The Îles Nuageuses (or Cloudy Islands in English) comprise a group of small islands that are part of the subantarctic Kerguelen archipelago, a French territory in the southern Indian Ocean. They are important as a breeding site for seabirds, especially penguins and albatrosses, and for fur seals.

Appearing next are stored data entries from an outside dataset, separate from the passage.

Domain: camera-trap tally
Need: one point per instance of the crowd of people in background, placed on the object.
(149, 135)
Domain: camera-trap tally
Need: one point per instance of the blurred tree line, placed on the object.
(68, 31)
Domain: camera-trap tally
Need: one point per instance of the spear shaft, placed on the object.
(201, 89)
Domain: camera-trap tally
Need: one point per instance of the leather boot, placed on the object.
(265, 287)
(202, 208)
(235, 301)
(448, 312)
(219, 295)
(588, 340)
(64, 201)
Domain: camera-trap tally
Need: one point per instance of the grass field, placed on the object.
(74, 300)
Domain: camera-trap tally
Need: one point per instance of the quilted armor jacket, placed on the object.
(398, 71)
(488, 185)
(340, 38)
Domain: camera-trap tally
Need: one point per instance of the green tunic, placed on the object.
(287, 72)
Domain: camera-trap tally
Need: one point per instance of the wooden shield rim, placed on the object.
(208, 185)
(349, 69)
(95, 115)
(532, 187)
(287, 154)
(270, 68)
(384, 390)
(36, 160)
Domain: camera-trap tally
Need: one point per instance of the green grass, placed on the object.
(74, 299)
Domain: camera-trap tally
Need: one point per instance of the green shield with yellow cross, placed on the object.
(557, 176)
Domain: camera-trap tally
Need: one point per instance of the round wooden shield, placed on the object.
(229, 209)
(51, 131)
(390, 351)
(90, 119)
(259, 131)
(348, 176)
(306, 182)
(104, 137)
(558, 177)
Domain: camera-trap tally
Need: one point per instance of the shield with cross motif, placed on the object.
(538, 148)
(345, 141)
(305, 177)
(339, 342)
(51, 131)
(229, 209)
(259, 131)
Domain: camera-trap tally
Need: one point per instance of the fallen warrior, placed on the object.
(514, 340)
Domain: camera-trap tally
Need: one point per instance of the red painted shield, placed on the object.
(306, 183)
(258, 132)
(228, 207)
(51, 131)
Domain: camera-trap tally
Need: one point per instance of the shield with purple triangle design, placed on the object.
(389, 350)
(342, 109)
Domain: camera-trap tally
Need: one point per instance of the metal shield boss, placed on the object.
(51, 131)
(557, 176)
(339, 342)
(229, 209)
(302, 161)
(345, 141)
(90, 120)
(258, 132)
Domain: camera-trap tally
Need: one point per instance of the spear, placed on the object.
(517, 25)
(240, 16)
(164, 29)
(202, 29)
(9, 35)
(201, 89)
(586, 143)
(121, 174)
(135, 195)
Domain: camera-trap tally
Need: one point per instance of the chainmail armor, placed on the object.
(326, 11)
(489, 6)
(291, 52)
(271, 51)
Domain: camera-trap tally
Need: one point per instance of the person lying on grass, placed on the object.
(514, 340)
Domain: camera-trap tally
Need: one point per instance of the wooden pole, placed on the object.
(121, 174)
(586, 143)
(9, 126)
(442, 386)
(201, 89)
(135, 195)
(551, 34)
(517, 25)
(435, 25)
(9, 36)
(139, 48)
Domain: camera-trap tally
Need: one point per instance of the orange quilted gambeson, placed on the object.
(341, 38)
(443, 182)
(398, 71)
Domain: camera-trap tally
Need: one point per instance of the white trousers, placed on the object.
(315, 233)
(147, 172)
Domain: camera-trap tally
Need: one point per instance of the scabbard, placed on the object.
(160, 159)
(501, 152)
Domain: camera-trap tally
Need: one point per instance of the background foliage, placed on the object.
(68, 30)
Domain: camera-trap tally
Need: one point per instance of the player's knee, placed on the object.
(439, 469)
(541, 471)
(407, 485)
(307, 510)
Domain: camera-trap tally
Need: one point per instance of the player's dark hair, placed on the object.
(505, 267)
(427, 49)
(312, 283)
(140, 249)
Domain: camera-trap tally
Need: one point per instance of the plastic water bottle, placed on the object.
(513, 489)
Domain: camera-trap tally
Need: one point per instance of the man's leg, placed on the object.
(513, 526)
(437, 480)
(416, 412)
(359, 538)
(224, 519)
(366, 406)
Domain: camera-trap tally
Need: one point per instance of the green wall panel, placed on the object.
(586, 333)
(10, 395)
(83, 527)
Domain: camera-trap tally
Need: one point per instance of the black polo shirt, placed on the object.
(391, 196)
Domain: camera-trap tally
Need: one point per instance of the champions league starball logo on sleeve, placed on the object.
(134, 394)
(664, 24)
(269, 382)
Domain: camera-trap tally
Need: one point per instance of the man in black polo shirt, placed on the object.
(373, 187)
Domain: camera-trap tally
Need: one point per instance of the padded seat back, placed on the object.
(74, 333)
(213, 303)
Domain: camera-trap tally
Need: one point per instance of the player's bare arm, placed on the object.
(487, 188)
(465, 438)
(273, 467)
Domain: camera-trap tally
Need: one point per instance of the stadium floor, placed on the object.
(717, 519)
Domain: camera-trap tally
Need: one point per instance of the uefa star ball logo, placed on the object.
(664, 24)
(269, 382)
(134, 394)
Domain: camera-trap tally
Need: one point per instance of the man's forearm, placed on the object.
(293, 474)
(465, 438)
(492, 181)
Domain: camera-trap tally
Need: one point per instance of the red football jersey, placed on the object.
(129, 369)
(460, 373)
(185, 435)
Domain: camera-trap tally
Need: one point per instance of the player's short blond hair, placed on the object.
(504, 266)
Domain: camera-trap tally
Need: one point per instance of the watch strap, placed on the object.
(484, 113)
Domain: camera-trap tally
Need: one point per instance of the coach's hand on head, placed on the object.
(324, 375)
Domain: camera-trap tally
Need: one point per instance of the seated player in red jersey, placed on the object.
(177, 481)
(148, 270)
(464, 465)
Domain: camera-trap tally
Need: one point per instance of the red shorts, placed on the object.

The group lies about 15 km north-west, across the Jean-Baptiste Charcot Channel, from the tip of the Loranchet Peninsula, the northernmost extension of Grande Terre, the principal island of the Kerguelens. The main islands of the Nuageuses are Île de Croÿ, Île du Roland, Île d’Après and the Îles Ternay, with the small Île Clugny some 12 km to the south of the others. The highest point in the group is just over 500 m above sea level and the coastlines are mainly sheer cliffs. The islands are free of introduced species and are thus covered in dense subantarctic vegetation up to about 200 m. Human visitation is rare.
Important Bird Area
The Îles Nuageuses, including Île Clugny, have been identified as a 240 km2 Important Bird Area (IBA) by BirdLife International. At least 25 bird species breed on the islands. Penguins include 7500 pairs of gentoos, 35,000 pairs of northern rockhoppers and up to 50,000 pairs of macaronis. Of albatrosses, there are 1800 pairs of black-browed, 7800 pairs of grey-headed, 50 pairs of Indian yellow-nosed, about five pairs of wandering and some light-mantled albatrosses. Other birds breeding on the islands include Antarctic prions, Kerguelen, white-chinned, Wilson's storm and common diving petrels, and black-faced sheathbills. There are also small numbers of northern giant petrels, Kerguelen shags, Eaton's pintails and Kerguelen terns. There is a large breeding colony of Antarctic fur seals.